4 Numbers and Floating Point Numbers

4.1 Representation of Numbers

We usually represent numbers in the decimal system. For example, the number \(273\) we interpret as \[\begin{aligned} 273 &=& 2\cdot 100 + 7\cdot 10 + 3\cdot 1\\ & = & 2\cdot 10^2 + 7\cdot 10^1 + 3\cdot 10^0 \, . \end{aligned}\] Therefore, we talk about a decimal representation, as numbers are expressed in multiples of powers of \(10.\) However, looking at the above number, we see that we could also write it as \[\begin{aligned} 273 & = & 256 + 16 + 1 \\ & = & 1 \cdot 2^8 + 1 \cdot 2^4 + 1 \cdot 2^0 \\ & = & 1 \cdot 2^8 + 0 \cdot 2^7 + 0 \cdot 2^6 + 0 \cdot 2^5 + 1 \cdot 2^4 + 0 \cdot 2^3 1 + 0 \cdot 2^2 + 0 \cdot 2^1 +1 \cdot 2^0 \end{aligned}\] i.e. using powers of two. Thus, we see that the decimal number \((273)_{10},\) where the subscript \({}_{10}\) indicates that this number is to be interpreted with respect to the basis \(10,\) can equally be represented as the binary number \((100010001)_{2}.\)

Definition 4.1

An alphabet \(\Sigma\) is a finite ordered set. The elements of \(\Sigma\) are called letters. Furthermore, we denote by \(\Sigma^*\) the set of all finite words over A, i.e. the set of finite concatenations of letters from \(\Sigma.\)
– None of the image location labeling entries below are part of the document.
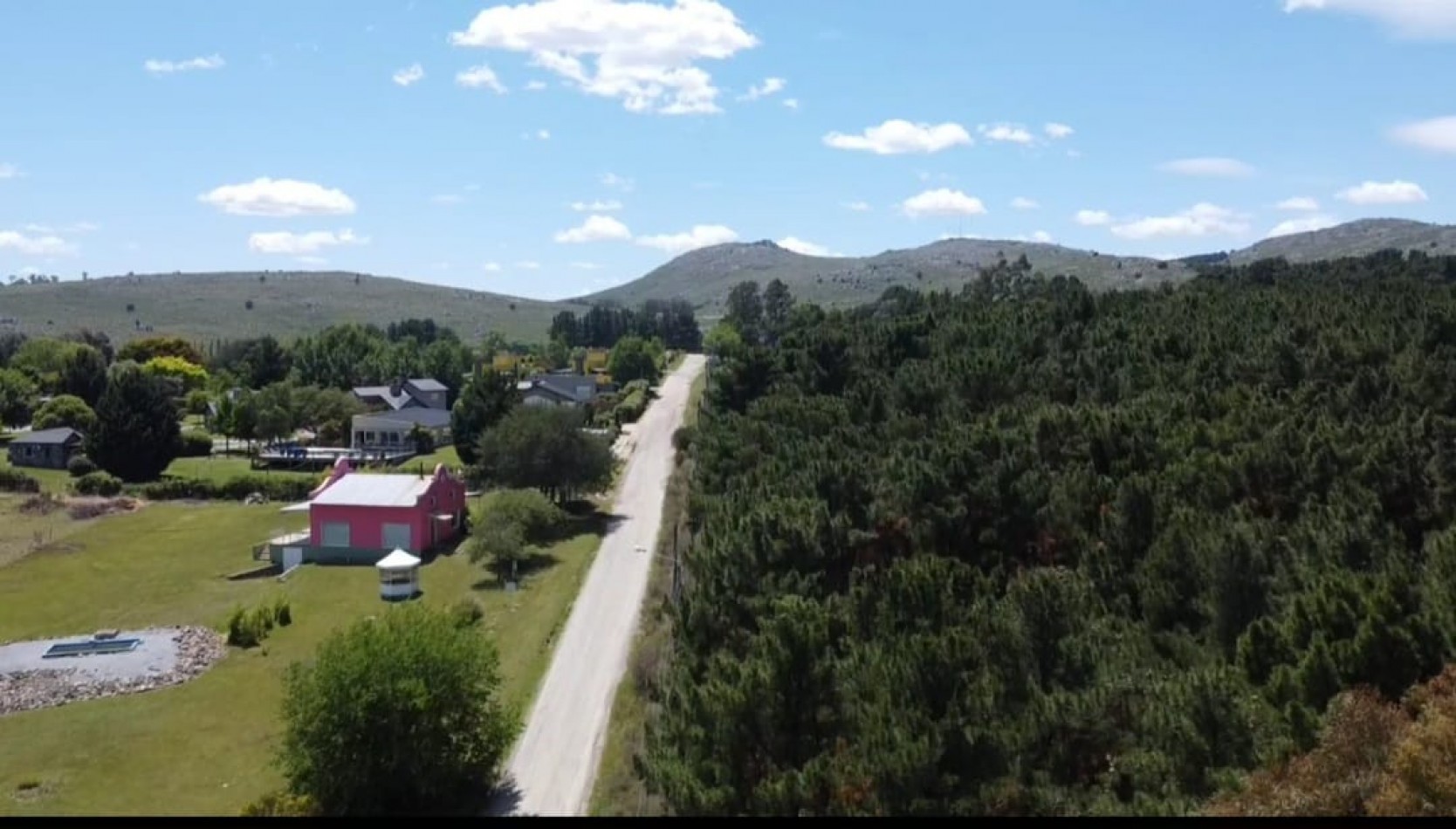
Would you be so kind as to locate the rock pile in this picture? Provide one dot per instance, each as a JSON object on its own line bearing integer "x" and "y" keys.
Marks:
{"x": 197, "y": 649}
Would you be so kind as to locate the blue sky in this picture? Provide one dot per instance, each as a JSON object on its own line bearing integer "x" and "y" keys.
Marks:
{"x": 601, "y": 139}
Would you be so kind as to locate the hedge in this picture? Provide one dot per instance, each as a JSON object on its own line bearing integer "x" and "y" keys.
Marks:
{"x": 13, "y": 480}
{"x": 232, "y": 489}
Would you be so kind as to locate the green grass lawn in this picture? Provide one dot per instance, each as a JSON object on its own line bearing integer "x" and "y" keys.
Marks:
{"x": 618, "y": 790}
{"x": 206, "y": 746}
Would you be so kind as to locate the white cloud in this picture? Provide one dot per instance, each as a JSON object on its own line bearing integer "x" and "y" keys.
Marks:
{"x": 1299, "y": 204}
{"x": 1008, "y": 133}
{"x": 1305, "y": 224}
{"x": 597, "y": 205}
{"x": 481, "y": 78}
{"x": 1395, "y": 192}
{"x": 414, "y": 73}
{"x": 801, "y": 246}
{"x": 943, "y": 202}
{"x": 615, "y": 181}
{"x": 1209, "y": 168}
{"x": 644, "y": 54}
{"x": 278, "y": 198}
{"x": 191, "y": 65}
{"x": 898, "y": 137}
{"x": 699, "y": 236}
{"x": 1438, "y": 134}
{"x": 1196, "y": 222}
{"x": 596, "y": 229}
{"x": 34, "y": 244}
{"x": 1417, "y": 19}
{"x": 769, "y": 86}
{"x": 302, "y": 243}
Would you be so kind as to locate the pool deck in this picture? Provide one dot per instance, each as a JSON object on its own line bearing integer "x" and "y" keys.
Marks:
{"x": 155, "y": 654}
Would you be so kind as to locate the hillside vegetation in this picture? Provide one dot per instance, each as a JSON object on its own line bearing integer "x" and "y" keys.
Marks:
{"x": 1034, "y": 550}
{"x": 705, "y": 277}
{"x": 242, "y": 305}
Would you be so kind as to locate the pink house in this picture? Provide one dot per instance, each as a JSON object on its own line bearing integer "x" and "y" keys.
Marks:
{"x": 359, "y": 518}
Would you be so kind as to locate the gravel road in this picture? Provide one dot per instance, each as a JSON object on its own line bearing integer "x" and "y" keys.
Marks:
{"x": 555, "y": 761}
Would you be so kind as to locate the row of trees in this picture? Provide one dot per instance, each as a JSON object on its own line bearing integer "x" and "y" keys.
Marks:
{"x": 1031, "y": 550}
{"x": 667, "y": 320}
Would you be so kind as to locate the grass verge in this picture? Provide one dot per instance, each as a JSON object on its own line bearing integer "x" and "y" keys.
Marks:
{"x": 619, "y": 791}
{"x": 207, "y": 746}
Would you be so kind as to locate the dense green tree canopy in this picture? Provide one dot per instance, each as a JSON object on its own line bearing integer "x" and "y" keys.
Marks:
{"x": 137, "y": 427}
{"x": 1030, "y": 550}
{"x": 398, "y": 715}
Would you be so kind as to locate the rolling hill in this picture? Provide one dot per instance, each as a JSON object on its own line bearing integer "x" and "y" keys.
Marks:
{"x": 285, "y": 305}
{"x": 705, "y": 277}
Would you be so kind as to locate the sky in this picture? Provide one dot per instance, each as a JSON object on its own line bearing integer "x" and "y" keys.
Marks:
{"x": 557, "y": 147}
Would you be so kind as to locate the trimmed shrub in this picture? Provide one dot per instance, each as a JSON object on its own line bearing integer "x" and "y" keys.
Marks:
{"x": 104, "y": 484}
{"x": 248, "y": 627}
{"x": 631, "y": 409}
{"x": 466, "y": 613}
{"x": 194, "y": 444}
{"x": 232, "y": 489}
{"x": 15, "y": 480}
{"x": 80, "y": 466}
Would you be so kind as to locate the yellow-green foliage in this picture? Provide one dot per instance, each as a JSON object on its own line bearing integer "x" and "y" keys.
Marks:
{"x": 189, "y": 374}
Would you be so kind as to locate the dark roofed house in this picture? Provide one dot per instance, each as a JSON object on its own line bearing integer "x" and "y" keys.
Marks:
{"x": 48, "y": 449}
{"x": 416, "y": 393}
{"x": 558, "y": 390}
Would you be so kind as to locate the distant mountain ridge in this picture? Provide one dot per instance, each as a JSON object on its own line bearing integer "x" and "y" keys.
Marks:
{"x": 704, "y": 277}
{"x": 242, "y": 305}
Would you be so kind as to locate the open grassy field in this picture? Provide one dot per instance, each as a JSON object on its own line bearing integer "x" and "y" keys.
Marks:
{"x": 206, "y": 746}
{"x": 618, "y": 790}
{"x": 285, "y": 305}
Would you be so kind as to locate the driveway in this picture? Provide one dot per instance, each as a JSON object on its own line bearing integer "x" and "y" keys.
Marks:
{"x": 555, "y": 763}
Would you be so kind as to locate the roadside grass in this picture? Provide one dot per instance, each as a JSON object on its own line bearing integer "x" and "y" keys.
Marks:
{"x": 619, "y": 791}
{"x": 207, "y": 746}
{"x": 22, "y": 532}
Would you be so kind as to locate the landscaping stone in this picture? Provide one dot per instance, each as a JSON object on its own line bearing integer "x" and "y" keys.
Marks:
{"x": 196, "y": 650}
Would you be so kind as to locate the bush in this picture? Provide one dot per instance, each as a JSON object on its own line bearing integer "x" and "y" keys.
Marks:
{"x": 104, "y": 484}
{"x": 683, "y": 438}
{"x": 197, "y": 401}
{"x": 194, "y": 444}
{"x": 232, "y": 489}
{"x": 251, "y": 627}
{"x": 631, "y": 408}
{"x": 80, "y": 466}
{"x": 466, "y": 613}
{"x": 398, "y": 715}
{"x": 281, "y": 805}
{"x": 15, "y": 480}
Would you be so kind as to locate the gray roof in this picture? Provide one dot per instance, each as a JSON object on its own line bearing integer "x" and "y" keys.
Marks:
{"x": 363, "y": 489}
{"x": 567, "y": 384}
{"x": 61, "y": 435}
{"x": 427, "y": 418}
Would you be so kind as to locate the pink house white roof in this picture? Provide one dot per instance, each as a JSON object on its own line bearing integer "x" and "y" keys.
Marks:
{"x": 361, "y": 489}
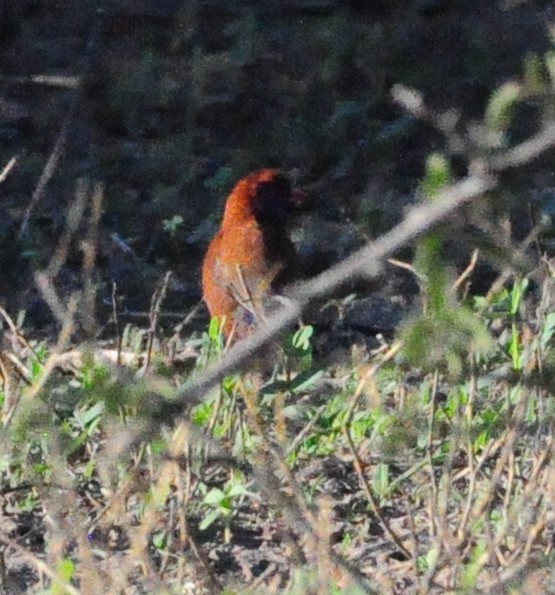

Furthermore, for every natural number \(b>0,\) we define \[\Sigma_b =\{0,1,\ldots,b-1\}\] to be the alphabet of the \(b\)-adic (number) system. We call \(b\) the basis of the \(b\)-adic system.

Example 4.1

As a first example, we can consider the alphabet we are using for the decimal system, i.e. \[\Sigma_{10} = \{0,1,2,3,4,5,6,7,8,9\} \, .\] Then, \(\text{``}273\text{''}\in \Sigma^*\) is a word over \(\Sigma.\) Other alphabets are

  • \(\Sigma_2 = \{0,1\},\) the dual or binary alphabet

  • \(\Sigma_8 = \{0,1,2,3,4,5,6,7\},\) the octal alphabet

  • \(\Sigma_{16} = \{0,1,2,3,4,5,6,7,8,9,A,B,C,D,E,F\},\) the hexadecimal alphabet

We now investigate how natural numbers can be represented in a \(b\)-adic system.

Theorem 4.1

Let \(b, n\in \mathbb{N}\) and let \(b>1.\) Then, every number \(z\in \mathbb{N}\) with \(0\leq z\leq b^n-1\) can uniquely be represented as a word of length \(n\) over \(\Sigma_b\) with \[z = \sum_{i=0}^{n-1} z_i b^i \, .\] Here, \(z_i\in\Sigma_b\) for \(i=0,\ldots,n-1\)

The proof is carried out via induction. For the proof we will need the floor and ceiling functions (Gaussian brackets) which are defined for \(x\in\mathbb{R}\) as \[\begin{aligned} \lfloor x\rfloor &=& \max \{k\in\mathbb{Z}\colon k\leq x\}\\ \lceil x\rceil &=& \min \{k\in\mathbb{Z}\colon k\geq x\} \end{aligned}\] as well as the modulo operation mod defined for \(x\in\mathbb{Z}\) and \(y\in \mathbb{N}\setminus\{0\}\) as \[x\mod y = x-y\cdot \left\lfloor \frac{x}{y}\right\rfloor\, .\] From the above definitions, it follows that for \(z\in\mathbb{N}\) we have \[z=\lfloor z/b\rfloor\cdot b + (z \mod b)\, .\]

Example 4.2

The operation of the Gaussian brackets and of \(mod\) can be easily understood by inserting some numbers

  • \(\lfloor 13.2\rfloor = 13\)

  • \(23 \mod 6 = 23 - 6 \lfloor \frac{23}{6}\rfloor = 23 - 6\cdot3 = 5\)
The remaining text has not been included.